Os elementos ficcionais da narrativa realmente levam à classificação dela, imprecisamente, como um quase-romance, uma quase-memória e – eu acrescentaria – uma quase-crônica. Da estrutura do romance, estão presentes as possibilidades de vários núcleos dramáticos, não realizados; de memória, a existência de pessoas de existência real, mas entremeadas de outras, ficcionais; de crônica, pela insistência na abordagem dos fatos ligeiros, quotidianos, no que resulta uma visão entrevista do Rio de Janeiro antigo, com seus costumes e cultura. É, portanto, uma obra de gênero híbrido por excelência.

Tive de usar a disciplina para vencer as 223 páginas que compõem a obra. O problema não é, per si, a prosa de Carlos Heitor, divertida, irônica muitas vezes, como podemos constatar pelo trecho abaixo:

“Minha mãe, que vivera infância e parte da mocidade no interior, depois do susto, declarou que aquilo não era filhote de jacaré, apenas um lagarto – o que desmoralizava o pai mais uma vez. Ninguém é grande em sua casa.
Eu acreditei no jacaré, o pai o levou, apesar de já ser noite fechada, para a represa. Teve a infeliz ideia de soltá-lo. Nunca mais fui para aqueles lados até que minha mãe reclamou, o lagarto-jacaré estava crescendo, aparecia no quintal, já chegara até a porta da cozinha, qualquer dia estaria na sala de visitas, nos quartos.
O pai resolveu prendê-lo. Comprou uma comprida corrente, das mais finas, dessas de amarrar cachorro pequeno. Colocou uma argola onde julgava ser o pescoço do lagarto-jacaré. Apesar de suas técnicas, descuidou-se, o bicho deu uma volta no ar e o pai deu um grito. O polegar recebeu a dentada, por pouco perdia o dedo. Sangrou muito.” (página 88)

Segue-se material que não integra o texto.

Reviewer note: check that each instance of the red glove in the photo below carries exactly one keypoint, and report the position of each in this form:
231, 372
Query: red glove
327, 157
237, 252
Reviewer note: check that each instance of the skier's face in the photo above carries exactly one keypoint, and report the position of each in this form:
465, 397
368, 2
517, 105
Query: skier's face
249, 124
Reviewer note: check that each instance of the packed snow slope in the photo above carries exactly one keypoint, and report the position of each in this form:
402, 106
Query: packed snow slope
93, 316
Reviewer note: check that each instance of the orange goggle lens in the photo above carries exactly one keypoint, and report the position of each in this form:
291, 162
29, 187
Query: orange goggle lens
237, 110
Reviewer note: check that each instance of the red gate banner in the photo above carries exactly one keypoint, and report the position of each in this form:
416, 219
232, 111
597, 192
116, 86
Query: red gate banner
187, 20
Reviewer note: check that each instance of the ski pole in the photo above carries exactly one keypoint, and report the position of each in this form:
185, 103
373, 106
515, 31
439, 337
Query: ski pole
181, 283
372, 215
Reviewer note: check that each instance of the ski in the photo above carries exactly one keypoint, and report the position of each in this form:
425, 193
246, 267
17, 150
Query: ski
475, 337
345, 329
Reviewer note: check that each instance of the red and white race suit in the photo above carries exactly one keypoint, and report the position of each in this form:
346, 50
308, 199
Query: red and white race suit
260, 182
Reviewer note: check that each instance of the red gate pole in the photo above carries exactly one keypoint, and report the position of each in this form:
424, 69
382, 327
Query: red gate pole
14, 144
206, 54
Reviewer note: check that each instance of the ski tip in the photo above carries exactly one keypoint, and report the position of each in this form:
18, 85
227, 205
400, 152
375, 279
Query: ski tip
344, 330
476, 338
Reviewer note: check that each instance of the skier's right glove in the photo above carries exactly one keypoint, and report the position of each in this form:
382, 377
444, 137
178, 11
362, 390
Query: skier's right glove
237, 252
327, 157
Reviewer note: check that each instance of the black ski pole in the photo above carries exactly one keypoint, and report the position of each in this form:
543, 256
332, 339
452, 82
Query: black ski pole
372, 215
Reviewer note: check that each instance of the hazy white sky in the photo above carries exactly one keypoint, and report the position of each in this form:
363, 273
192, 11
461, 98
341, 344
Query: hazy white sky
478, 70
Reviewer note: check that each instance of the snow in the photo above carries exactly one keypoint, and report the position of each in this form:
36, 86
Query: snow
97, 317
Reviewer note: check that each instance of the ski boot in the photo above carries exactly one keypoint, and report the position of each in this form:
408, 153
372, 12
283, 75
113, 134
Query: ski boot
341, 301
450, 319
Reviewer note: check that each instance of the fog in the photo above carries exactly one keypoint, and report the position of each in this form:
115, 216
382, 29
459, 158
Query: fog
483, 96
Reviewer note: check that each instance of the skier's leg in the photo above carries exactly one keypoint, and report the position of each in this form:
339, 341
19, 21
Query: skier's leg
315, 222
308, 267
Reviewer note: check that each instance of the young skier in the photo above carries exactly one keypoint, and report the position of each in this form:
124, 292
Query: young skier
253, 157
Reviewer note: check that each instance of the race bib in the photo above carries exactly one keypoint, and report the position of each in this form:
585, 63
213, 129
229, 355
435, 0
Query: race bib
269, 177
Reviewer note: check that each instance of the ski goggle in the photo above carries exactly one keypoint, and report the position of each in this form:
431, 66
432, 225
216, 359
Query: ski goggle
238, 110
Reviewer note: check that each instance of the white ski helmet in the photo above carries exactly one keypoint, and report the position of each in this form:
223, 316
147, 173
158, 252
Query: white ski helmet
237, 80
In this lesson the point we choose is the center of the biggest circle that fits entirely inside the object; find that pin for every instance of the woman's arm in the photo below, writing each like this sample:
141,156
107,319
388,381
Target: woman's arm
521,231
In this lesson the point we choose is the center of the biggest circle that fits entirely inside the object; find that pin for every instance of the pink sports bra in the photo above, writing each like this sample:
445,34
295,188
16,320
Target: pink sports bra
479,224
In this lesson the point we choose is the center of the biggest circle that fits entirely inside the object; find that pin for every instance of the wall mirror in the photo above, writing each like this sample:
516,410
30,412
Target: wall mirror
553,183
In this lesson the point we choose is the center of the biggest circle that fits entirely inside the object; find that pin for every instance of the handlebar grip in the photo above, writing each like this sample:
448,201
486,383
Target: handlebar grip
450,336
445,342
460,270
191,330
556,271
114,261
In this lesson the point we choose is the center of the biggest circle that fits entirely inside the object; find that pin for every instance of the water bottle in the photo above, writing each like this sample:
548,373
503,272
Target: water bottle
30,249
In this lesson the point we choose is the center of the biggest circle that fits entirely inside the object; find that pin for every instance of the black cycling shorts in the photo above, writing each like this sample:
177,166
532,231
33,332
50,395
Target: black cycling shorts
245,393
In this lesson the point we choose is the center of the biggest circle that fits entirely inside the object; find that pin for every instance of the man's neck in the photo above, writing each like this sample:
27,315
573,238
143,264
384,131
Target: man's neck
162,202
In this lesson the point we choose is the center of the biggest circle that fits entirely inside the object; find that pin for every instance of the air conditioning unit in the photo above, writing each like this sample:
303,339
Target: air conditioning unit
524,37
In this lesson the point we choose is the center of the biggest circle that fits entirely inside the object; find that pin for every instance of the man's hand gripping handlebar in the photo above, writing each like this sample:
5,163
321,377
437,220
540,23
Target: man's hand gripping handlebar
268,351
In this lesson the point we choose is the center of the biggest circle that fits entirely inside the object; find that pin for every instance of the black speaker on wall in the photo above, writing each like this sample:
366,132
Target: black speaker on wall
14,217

Se não é a linguagem, o enredo em si, qual seria o problema desta obra?

Exatamente, o seu padecimento é a sua indefinição de gênero. O texto é truncado, sofre de maior fluidez. Há relações exaustivas de personalidades, enumerações em demasia – que acabam, na minha opinião – por não serem melhor aproveitadas. Diferentemente da vida real, na qual vamos encontrando pessoas ocasionais e não significativas para nós, numa obra ficcional os personagens, os fatos têm de ter função narrativa.

É um livro ruim, então?

Não, absolutamente, não. Autores humanos, imperfeitos, por definição não produzem obras perfeitas, sem qualquer senão. Há trechos bem engraçados, contribuindo para tornar a leitura mais palatável. Há referência ao Rio de Janeiro do início do século XX muito interessantes. Por exemplo, já sabia da proeminência da Confeitaria Colombo, pelas histórias contadas por minha mãe, que a frequentava.

Talvez o próprio fazer literário de Cony tivesse se ressentido, pois essa foi a primeira obra produzida por ele depois de 20 anos. Escrever – e escrever narrativas – não tem nada de milagre. É disciplina, é dedicação, é muito, muito trabalho constante.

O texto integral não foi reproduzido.